Mineta, who was 90, lived through every major moment in modern Asian American history. For the barriers he broke, and the policies he established, he was simply the community’s father figure. He was Mr. Asian America.

For a short-time, I got to be close to him. In the 103rd Congress in 1993, I was Mineta’s press secretary and speechwriter.

I had been at NPR where I hosted “All Things Considered.” When I left that position, I thought as a Californian in Washington, I should at least get to know how democracy gets done from the inside. Ideally, I figured you can cross the line into the netherworld of politics once. You can even cross back from whence you came. Once. But Norm was no ordinary politician.

He was the embodiment of Asian America in public life.

He was our hopes and dreams. Our cries and sorrows. From the time he was a Cub Scout incarcerated with other Japanese Americans during World War II, to the time he served in government, Norm was there for all of us.

He was our fighter and our redeemer when he co-sponsored the Civil Liberties Act of 1988, that got justice to internees. More than $1.6 billion was paid out to 82,200 Japanese Americans, according to the New York Times.

That was always the difference maker. Norm was in the fight to rectify the historical transgression that gives Asian Americans our moral authority to this day.

There were other Asian American politicians, of course. But few had the career arc of Mineta, who first served locally in 1971 as mayor of San Jose. He was the first Asian American mayor of a major U.S. city.

In 1974, he was first elected to Congress, leaving in 1995, when the divided government began to shape up with an aggressive GOP led by Newt Gingrich.

But Norm re-emerged in government with more Asian American firsts, as Commerce Secretary in the Clinton cabinet, and then Transportation Secretary under G.W. Bush. Two administrations. Two different parties.

I didn’t work for him then. Nor did I later, when Norm continued to evolve as a Washington player, first at Lockheed Martin, the corporate aerospace giant, then as vice-chairman at the public relations giant, Hill+Knowlton.

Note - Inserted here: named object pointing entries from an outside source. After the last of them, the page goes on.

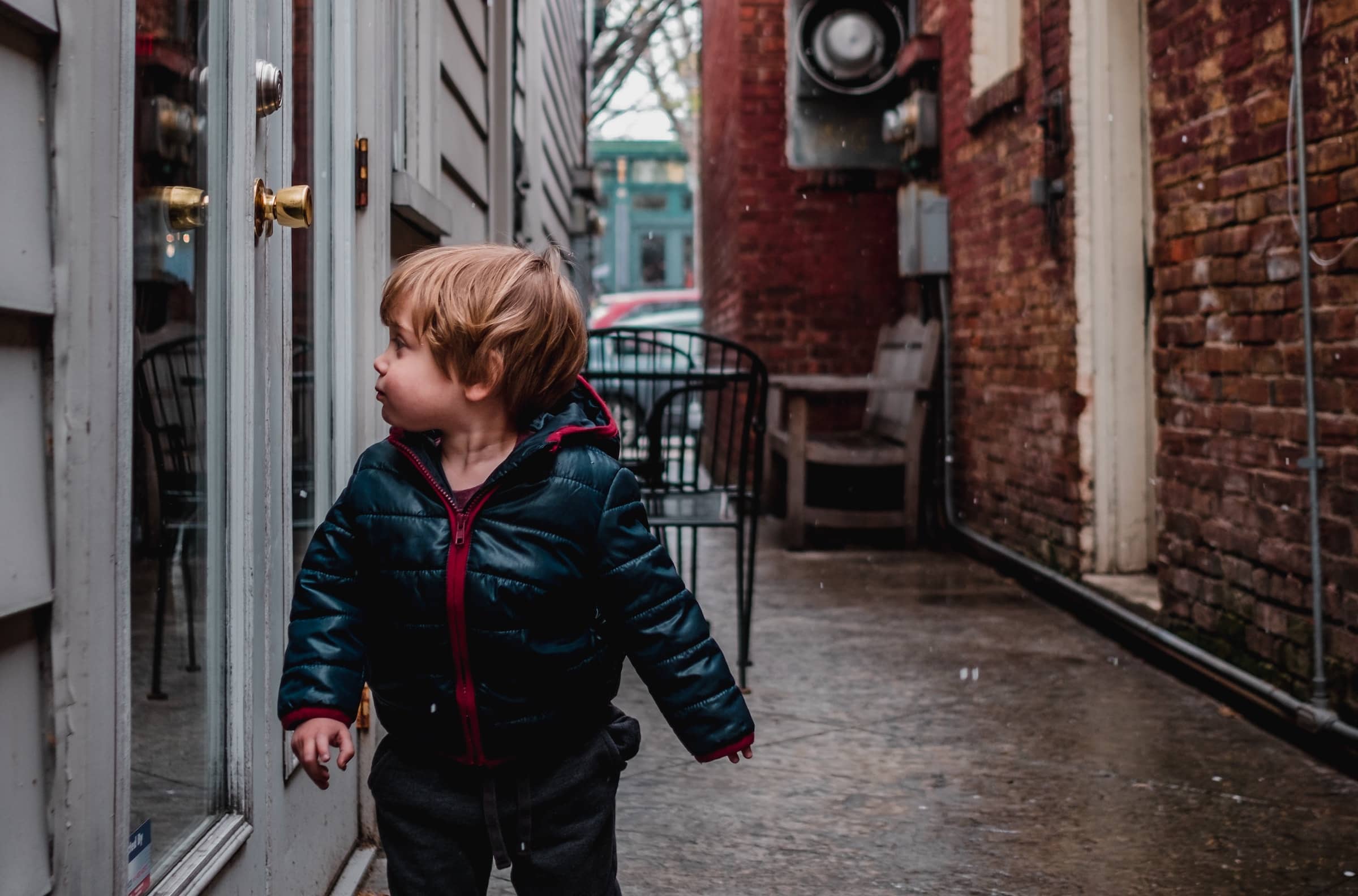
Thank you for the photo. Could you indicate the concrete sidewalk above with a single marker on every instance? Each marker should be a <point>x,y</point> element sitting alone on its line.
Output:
<point>927,727</point>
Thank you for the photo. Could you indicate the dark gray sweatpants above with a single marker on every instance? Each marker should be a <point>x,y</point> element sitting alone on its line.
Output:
<point>443,823</point>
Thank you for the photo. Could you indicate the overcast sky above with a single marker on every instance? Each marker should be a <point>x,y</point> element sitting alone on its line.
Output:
<point>640,126</point>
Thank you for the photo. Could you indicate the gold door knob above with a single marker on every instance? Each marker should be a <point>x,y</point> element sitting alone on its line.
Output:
<point>185,208</point>
<point>291,207</point>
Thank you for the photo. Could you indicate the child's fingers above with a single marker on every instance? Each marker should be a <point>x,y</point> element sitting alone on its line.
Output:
<point>345,746</point>
<point>323,747</point>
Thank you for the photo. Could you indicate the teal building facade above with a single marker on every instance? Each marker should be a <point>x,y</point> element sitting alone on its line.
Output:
<point>647,212</point>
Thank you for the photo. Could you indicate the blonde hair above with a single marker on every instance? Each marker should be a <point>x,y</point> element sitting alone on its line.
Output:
<point>495,314</point>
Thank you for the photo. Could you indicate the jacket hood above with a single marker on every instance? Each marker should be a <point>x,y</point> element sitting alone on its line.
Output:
<point>581,416</point>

The Norm I knew was the 1993 Norm. The people’s Norm.

The Norm who drove a modest white Dodge Colt, because he wanted an American car. I knew the guy who worked all day, then carried a huge bag of homework to read through for the next day. I knew the guy who was in the post-flow triumph of the Civil Liberties Act, always diligent, persistent, and searching for a way to make things better.

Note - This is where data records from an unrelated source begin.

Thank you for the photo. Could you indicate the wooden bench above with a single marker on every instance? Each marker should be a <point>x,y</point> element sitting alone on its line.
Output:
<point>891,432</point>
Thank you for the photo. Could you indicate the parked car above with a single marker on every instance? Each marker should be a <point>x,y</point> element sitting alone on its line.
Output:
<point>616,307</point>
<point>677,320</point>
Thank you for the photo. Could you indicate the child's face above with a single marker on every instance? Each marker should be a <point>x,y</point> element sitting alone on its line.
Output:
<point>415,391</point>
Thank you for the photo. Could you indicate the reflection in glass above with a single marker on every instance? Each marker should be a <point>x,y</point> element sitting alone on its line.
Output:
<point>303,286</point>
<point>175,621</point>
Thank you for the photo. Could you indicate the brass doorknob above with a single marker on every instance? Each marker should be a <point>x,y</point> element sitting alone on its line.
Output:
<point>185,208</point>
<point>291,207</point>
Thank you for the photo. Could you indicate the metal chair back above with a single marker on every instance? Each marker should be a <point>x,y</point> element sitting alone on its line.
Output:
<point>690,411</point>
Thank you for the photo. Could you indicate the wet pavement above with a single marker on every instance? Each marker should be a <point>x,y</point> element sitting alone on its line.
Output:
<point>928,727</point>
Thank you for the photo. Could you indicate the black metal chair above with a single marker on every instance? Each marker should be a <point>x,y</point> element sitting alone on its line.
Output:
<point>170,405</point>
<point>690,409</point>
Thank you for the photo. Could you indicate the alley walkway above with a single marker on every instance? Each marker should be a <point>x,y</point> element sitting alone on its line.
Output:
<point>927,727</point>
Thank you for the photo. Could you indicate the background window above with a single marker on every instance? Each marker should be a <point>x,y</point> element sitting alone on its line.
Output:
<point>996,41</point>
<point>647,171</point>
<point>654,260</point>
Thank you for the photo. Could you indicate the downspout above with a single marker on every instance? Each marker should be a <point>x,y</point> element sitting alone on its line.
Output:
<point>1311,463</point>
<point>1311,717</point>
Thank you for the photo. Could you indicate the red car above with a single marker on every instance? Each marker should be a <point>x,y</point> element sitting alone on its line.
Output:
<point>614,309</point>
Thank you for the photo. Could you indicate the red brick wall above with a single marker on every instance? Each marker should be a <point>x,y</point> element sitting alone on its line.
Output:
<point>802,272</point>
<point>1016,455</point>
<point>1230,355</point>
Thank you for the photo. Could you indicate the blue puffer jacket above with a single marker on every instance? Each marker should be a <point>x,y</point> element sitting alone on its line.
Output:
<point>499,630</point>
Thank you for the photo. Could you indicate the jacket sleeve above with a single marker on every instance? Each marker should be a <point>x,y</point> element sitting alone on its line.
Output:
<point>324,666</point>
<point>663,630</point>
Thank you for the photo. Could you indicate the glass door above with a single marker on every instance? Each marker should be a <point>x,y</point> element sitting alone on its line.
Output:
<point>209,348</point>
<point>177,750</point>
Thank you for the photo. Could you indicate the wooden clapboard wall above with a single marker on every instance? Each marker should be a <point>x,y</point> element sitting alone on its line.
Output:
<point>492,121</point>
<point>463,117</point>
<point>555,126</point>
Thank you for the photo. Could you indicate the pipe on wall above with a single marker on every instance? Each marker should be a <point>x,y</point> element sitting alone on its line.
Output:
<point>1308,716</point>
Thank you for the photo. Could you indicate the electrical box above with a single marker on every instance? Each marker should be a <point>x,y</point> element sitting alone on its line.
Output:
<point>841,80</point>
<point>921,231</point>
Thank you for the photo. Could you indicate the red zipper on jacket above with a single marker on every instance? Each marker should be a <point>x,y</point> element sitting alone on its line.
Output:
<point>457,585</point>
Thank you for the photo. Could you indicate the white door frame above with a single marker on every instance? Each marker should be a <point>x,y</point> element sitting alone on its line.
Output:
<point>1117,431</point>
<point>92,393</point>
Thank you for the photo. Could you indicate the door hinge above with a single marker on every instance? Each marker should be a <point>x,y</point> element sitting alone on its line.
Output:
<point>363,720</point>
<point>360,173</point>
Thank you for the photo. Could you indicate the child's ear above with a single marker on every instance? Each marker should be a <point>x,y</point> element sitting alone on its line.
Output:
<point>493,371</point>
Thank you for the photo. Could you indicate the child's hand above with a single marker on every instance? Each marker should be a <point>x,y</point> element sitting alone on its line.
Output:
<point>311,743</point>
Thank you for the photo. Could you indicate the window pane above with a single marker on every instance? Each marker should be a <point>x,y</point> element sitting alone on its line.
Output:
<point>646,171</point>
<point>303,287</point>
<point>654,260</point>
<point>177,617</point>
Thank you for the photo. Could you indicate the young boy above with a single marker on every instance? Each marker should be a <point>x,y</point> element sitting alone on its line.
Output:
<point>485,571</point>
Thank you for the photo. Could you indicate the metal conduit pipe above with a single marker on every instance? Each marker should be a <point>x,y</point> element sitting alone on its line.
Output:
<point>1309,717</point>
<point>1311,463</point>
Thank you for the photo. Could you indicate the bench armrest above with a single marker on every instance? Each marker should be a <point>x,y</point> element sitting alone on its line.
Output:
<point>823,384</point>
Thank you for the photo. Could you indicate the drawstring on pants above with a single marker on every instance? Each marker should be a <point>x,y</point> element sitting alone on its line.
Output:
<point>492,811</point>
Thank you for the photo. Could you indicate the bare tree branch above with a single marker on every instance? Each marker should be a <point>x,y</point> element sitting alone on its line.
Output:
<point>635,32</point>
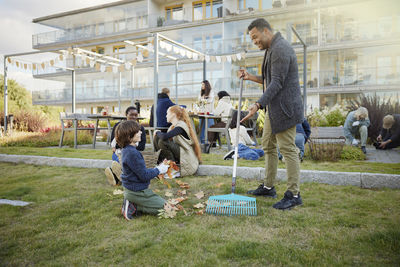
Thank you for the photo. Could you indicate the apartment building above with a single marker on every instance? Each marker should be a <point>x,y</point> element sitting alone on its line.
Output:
<point>353,47</point>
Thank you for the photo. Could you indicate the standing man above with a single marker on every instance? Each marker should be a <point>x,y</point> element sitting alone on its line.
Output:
<point>284,109</point>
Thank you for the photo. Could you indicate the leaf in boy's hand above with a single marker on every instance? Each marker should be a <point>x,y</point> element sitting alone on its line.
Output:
<point>199,205</point>
<point>199,195</point>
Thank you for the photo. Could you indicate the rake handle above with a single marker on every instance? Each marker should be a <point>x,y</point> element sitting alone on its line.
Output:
<point>237,137</point>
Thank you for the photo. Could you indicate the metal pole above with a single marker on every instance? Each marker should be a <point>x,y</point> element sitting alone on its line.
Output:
<point>176,81</point>
<point>155,80</point>
<point>73,91</point>
<point>119,92</point>
<point>305,80</point>
<point>204,70</point>
<point>5,96</point>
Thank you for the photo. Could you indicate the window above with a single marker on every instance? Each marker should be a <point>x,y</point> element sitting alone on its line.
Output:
<point>207,9</point>
<point>174,12</point>
<point>119,52</point>
<point>98,50</point>
<point>256,4</point>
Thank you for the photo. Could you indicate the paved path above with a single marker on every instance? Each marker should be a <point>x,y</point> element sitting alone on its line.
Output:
<point>364,180</point>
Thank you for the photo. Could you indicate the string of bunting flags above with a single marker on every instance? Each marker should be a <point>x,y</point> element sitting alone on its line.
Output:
<point>105,63</point>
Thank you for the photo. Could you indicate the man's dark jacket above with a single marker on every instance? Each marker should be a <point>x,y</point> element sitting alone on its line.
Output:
<point>163,103</point>
<point>281,94</point>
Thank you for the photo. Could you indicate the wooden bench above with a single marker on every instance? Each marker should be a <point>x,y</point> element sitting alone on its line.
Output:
<point>250,127</point>
<point>74,118</point>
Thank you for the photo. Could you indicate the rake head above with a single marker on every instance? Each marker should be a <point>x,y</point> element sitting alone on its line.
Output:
<point>231,205</point>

That’s what I learned about Norm the most. Remember, this was in the early ‘90s. Washington was getting nastier, more divisive and gridlocked.

But Norm had friends like the late Republican Sen. Alan Simpson. They met as Boy Scouts in Wyoming. One incarcerated, the other free. Later as congressmen, they stood for a kind of bipartisanship that is rare these days. This was true with others across the aisle. Like the late Rep. Henry Hyde, author of the infamous Hyde Amendment, which denies federal funding for abortions in public programs like Medicaid and Medicare.

Norm was good friends with Hyde. That was perhaps the political lesson I learned from Mineta. Legislation is one thing, but we’re all still human beings. And the goal is to turn adversaries into friends and to have your friends stay friends. You keep the channels open. You create new alliances, like the idea public-private partnerships.

Sound too Republican for your tastes?

The point is, Mineta was always seeking solutions, working together with others to make things better.

He passes as the country is bitterly divided on everything. His life should serve as a playbook on how to keep the fragile nature of our democracy whole.

Remember Norm Mineta. He was the Democrat who got reparations passed in a Republican administration.

Today, that would make him a political Superman. I’ll remember him as Mr. Asian America.